Last week such was Wall Street’s mollification toward Chairman Douglas that two of its leading firms finally acted upon this advice. Tri-Continental Corp. and Selected Industries Inc., investment trusts on behalf of whose sponsoring bankers, J. & W. Seligman & Co., the Bawl Street Journal once advertised, “Tri Continental. Tri Chesapeake Corp. Tri Anything Once,” decided to tri underwriting. For the purpose they formed a new concern— Union Securities Corp., with $1,000,000 in cash, $4,000,000 more subscribed.
Heretofore, U. S. investment trusts have barely dabbled in underwriting. Tri-Continental and Selected Industries have occasionally participated in the underwritings of new issues in a very small way; Atlas Corp. has done the same. Paradoxically, last week when Tri-Continental and Selected Industries finally went whole hog into underwriting, they declared that Union Securities Corp. would shun the practice that has been the No. 1 argument for investment trusts going into underwriting—that they can absorb on behalf of their stockholders the remainder of any issue that the public refuses to buy.
In England this has been standard practice for 20 years and has been generally successful, since well-chosen issues become “sticky” not because they are unsound investments but only because of sudden market upsets. A good U. S. example was last fall’s Pure Oil issue, a sound enough investment which failed to sell because of a market crash. If its underwriters had been an investment trust they could have added the unsold bonds to their portfolio, thus saving their own skins and not impairing the investment trust.
Ignoring this argument and the obvious fact that if an issue becomes sticky and causes a loss to Union Securities Corp. the loss will inevitably be passed on to its investment trust backers, Tri-Continental and Selected Industries last week preferred to lay their new venture to two lesser reasons: 1) they have large chunks of capital they are eager to use; 2) since banks were divorced from underwriting, and death or depression has slashed the ranks of underwriters, there is an acknowledged lack of underwriting capital.

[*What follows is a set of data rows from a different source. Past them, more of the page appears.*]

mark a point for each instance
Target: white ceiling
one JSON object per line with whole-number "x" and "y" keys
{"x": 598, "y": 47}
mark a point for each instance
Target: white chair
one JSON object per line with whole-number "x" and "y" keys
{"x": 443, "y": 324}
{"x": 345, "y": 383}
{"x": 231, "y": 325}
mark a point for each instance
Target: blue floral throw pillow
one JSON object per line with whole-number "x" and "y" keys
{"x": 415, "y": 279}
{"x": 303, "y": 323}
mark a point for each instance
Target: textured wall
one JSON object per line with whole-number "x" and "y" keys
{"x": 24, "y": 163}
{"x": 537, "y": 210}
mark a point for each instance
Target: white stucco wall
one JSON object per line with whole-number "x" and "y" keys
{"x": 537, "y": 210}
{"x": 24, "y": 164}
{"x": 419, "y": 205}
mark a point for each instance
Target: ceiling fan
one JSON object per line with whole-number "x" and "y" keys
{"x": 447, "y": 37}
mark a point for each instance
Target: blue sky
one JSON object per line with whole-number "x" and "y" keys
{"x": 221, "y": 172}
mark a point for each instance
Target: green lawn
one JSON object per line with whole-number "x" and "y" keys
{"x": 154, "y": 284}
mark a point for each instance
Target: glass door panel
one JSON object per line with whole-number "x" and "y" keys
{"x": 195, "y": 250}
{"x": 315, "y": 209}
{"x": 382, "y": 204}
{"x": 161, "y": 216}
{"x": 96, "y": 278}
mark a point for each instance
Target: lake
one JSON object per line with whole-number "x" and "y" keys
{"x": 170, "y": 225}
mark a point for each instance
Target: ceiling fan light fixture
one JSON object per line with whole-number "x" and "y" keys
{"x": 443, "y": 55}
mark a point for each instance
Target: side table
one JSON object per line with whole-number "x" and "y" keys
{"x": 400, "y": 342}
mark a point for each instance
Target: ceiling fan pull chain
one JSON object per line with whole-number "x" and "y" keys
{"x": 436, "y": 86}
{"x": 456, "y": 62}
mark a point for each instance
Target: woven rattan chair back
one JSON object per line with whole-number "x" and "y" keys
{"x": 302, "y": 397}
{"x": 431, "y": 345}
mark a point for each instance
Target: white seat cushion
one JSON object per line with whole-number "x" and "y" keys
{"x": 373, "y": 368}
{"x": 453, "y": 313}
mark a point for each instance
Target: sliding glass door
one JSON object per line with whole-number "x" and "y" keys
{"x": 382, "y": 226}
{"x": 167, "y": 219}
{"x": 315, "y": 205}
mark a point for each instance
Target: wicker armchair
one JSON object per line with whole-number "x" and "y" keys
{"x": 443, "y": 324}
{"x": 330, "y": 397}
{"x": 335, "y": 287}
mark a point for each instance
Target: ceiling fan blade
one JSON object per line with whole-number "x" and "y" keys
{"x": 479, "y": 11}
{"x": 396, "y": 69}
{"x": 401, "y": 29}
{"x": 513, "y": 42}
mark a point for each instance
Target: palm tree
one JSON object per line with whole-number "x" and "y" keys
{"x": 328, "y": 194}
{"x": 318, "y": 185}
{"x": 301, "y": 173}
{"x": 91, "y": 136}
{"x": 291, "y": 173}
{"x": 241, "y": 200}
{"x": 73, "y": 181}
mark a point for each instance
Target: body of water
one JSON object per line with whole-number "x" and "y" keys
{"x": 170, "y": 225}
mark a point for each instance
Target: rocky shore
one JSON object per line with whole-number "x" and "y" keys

Chairman of the new firm is Tri-Continental’s longtime head, handsome, suave, bright-eyed Earle Bailie. Born in Milwaukee, this 48-year-old banker began as a lawyer, in 1919 joined J. & W. Seligman & Co., became a partner in four year. He enjoyed a brief moment of national prominence in 1934 as right-hand man to Secretary of the Treasury Henry Morgenthau Jr., was forced out by Senatorial objections to his Wall Street background.
As the war-scare paralysis waned last week, underwriting and security markets revived hand in hand. On the New York Stock Exchange heavy buying volume shot the Dow-Jones industrial average to a new 1938 high of 149.75, which was “confirmed” by a new peak since January of 30.91 for the railroad averages. Underwriters were heartened by the successful sale of a $37,500,000 refunding by Virginia Electric & Power Co. and a $42,000,000 refunding by MichiganConsolidated Gas Co.
Meanwhile, SEC, pondering ways to regulate private security flotations, was last week told by Vice President Charles W. Kellogg of Virginia Electric & Power that private selling is short-sighted even though it does avoid underwriting costs and the irks of registration. Said he: “The buyers for the large life insurance companies are very canny gentlemen. They know just about what it costs to get an issue registered. They know just about what the spread that the company will pay to an investment banking group to sell their bonds will be. And they insist on getting both these things themselves in the price they offer for the bonds. So that, in the end, the company not only loses its broad distribution and what value to it that represents, but, also, it has no real net gain in the net price and, finally, the effect of a private sale is that the company can never, during the 30-year life of these bonds, take advantage, as it otherwise could, of lower bond prices in future years in purchasing bonds for the sinking fund, for it is safe to say that none of this small group of private buyers would sell their bonds for less than the call price.”